Le chiesi di girarsi sul sedile a pancia in giu e lo appoggiai in mezzo alle natiche muovendomi avanti e indietro ma non mi bastava. Dopo un po' sputai sul palmo della mano e bagnai la cappella prima di appoggiargliela sull'ano.
"Cosa pensi di fare?"
Sempre in tono melodrammatico le dissi che lo avrei puntato appena per illudermi di sentirla mia perchè non resistevo al pensiero di non poter fare l'amore con lei. Mi lasciò fare e piano piano, a piccole spinte, ne infilai dentro una decina di centimetri senza che si lamentasse, segno evidente che era vergine davanti ma di culo era una bella strada trafficata. Cominciai a pompare avanti e indietro mentre con una mano ero arrivato a stuzzicarle il clitoride. I colpi diventavano man mano più forti e lei godeva senza ritegno, più spingevo e più godeva. La sollevai e sostenendola senza tirarglielo fuori mi sedetti con lei sopra di me a gambe sollevate in modo che entrasse tutto fino all'attaccatura delle palle poi le chiesi di muoversi lei. Si sollevava e si lasciava cadere a peso morto impalandosi sul mio cazzo oramai al limite della resistenza. Le sborrai dentro con lei che spingeva forte contro il mio bacino per sentirselo dentro fino all'ultimo millimetro.

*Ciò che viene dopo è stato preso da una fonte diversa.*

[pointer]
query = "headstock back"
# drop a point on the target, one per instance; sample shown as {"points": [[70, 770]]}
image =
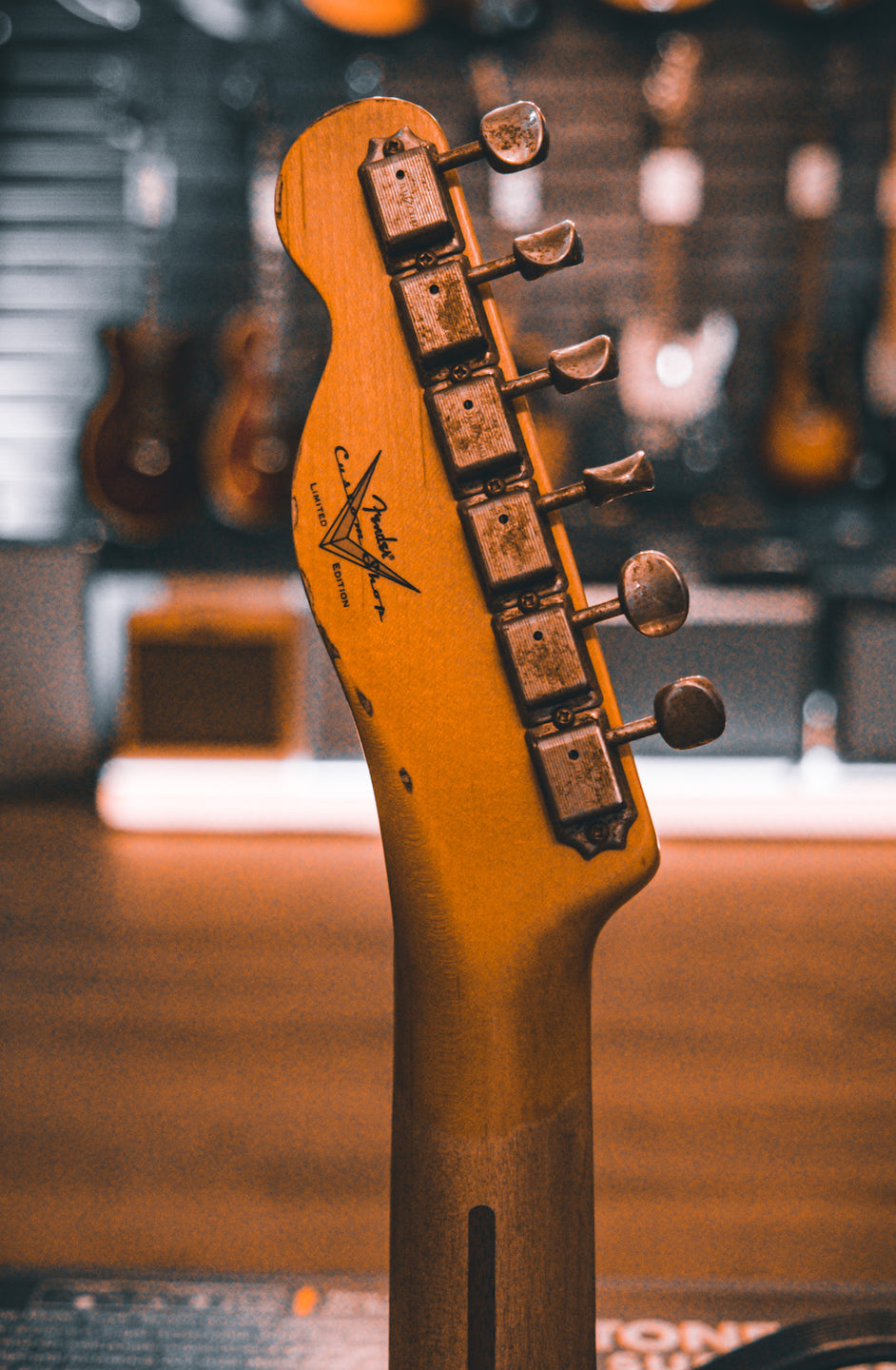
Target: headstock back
{"points": [[436, 644]]}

Ci pulimmo con i fazzolettini profumati e volle essere lei a controllare che fossi ben pulito per poi darmi un bacio sulla cappella.
Mentre la portavo a casa mi stava avvinghiata come un'edera con la mano sulla patta. Arrivati vicini alla sua abitazione mi era già diventato duro un'altra volta ma non c'era un posto dove appartarci per metterglielo di nuovo nel culo, la pregai allora di non mandarmi via in quelle condizioni e lei, dopo avermelo tirato fuori se lo infilò di nuovo in bocca pompando fino a farmi venire di nuovo. Mentre scendeva mi disse che anche a lei era venuta di nuovo voglia di sentirselo dentro.
Tornando a casa mi tornarono alla mente i versi di Ifigonia:
"Noi siamo le vergin dai candidi manti, rotte di culo e sane davanti, nella nobile arte di fare pompini battiamo le troie di tutti i casini."